Henri lui répondit par quelques paroles émues.

Puis Yvan demanda à l’officier des nouvelles de son frère, car le colonel Cardignac, pendant les quelques semaines passées dans l’isba, avait parlé de ses deux enfants à son hôte et Yvan s’en souvenait.

Henri répondit que Jean n’était pas en Crimée, mais qu’il pouvait y débarquer d’un moment à l’autre avec les nombreux renforts que l’Empereur envoyait à l’armée.

Quand l’entrevue prit fin, le vieux Mohilof pria le colonel de Korf d’autoriser le commandant Cardignac à monter avec lui sur l’étage supérieur de la tour Malakoff. Le colonel y consentit, et quand ils y furent arrivés, le panorama de Sébastopol leur apparut.

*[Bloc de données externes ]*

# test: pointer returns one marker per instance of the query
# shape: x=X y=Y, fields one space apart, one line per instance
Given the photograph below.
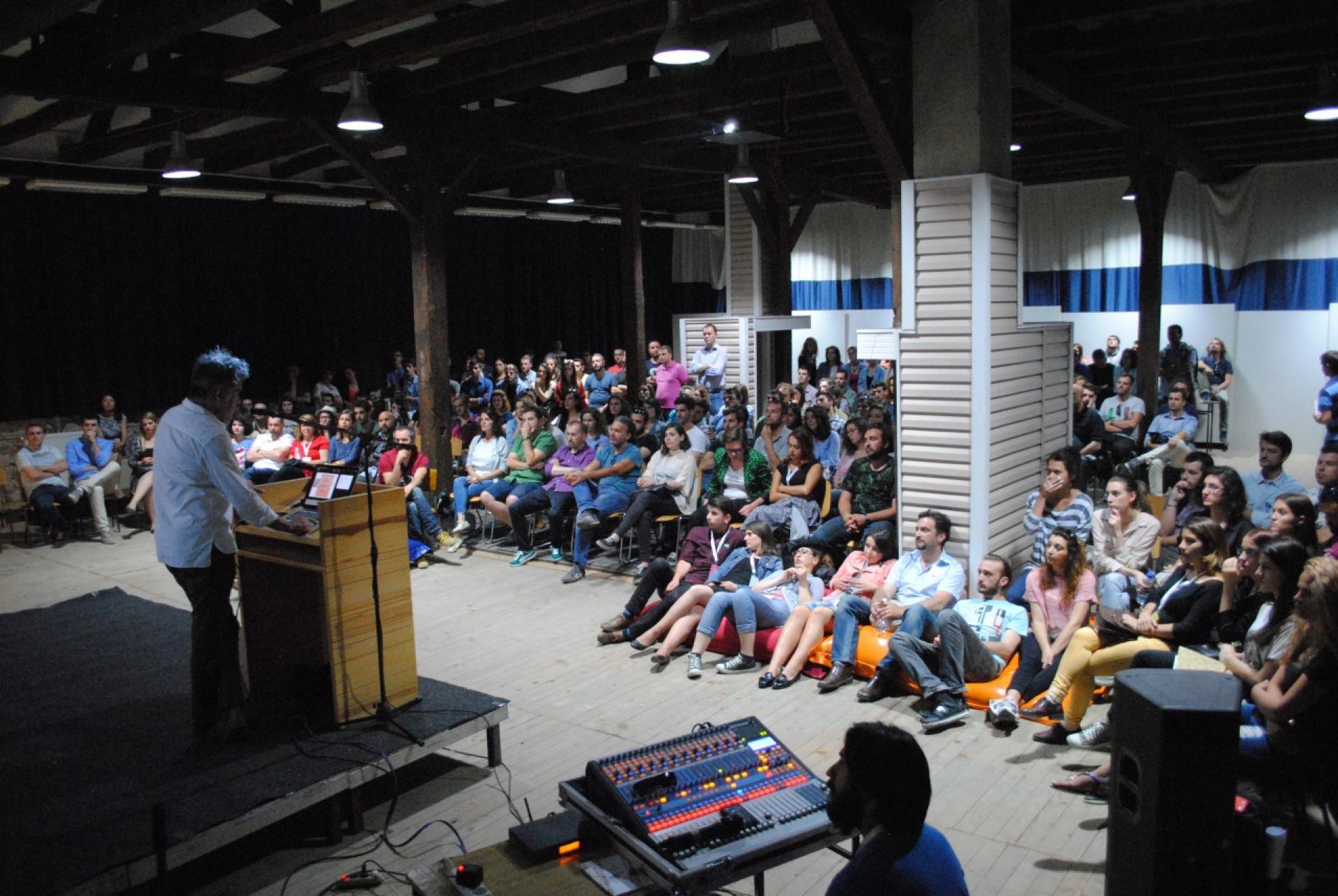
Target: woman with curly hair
x=1181 y=612
x=1060 y=596
x=1224 y=499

La ville elle-même n’avait pas encore souffert du bombardement, limité jusque-là aux ouvrages fortifiés : elle s’étalait entre ses deux rades, toute blanche au milieu de la verdure de ses jardins. Tout le long de la baie du Sud s’alignaient des docks, des casernes, des magasins, et, de l’autre côté de la rade, le Fort du Nord étalait sa masse énorme, qui semblait indestructible et que les Russes ne devaient laisser à leurs vainqueurs qu’à l’état de chaos informe. Enfin, en face du Fort Constantin, bâti au ras de l’eau, à l’entrée du port, les mâts des navires, coulés par l’amiral Nackimoff, émergeaient comme des épaves.

— Tu vois, petit père, dit le vieux soldat en étendant le bras vers le nord, tu vois cette petite maisonnette au bord de l’eau : elle est bien exposée, mais Dieu nous y garde ; c’est là que ma bru, Catherine, nous attend chaque soir. Si les Français prennent la ville, Fédor et moi nous serons, sans doute, comme tous les enfants de notre père le Tsar, ensevelis sous ses décombres, je te recommande mon petit-fils, Georgewitz, et sa mère, Olga : me promets-tu de les protéger ?

— Sois tranquille, dit Henri Cardignac en pressant la main du Russe ; les Français ne sont ni des pillards ni des insulteurs de femmes… Ceux que tu aimes seront en sûreté au milieu d’eux, je te le promets. Mohilof demanda encore en se tournant du côté du plateau :

— Montre-moi où est ta tente ?

Le commandant Cardignac étendit le bras du côté des monts Fédioukine.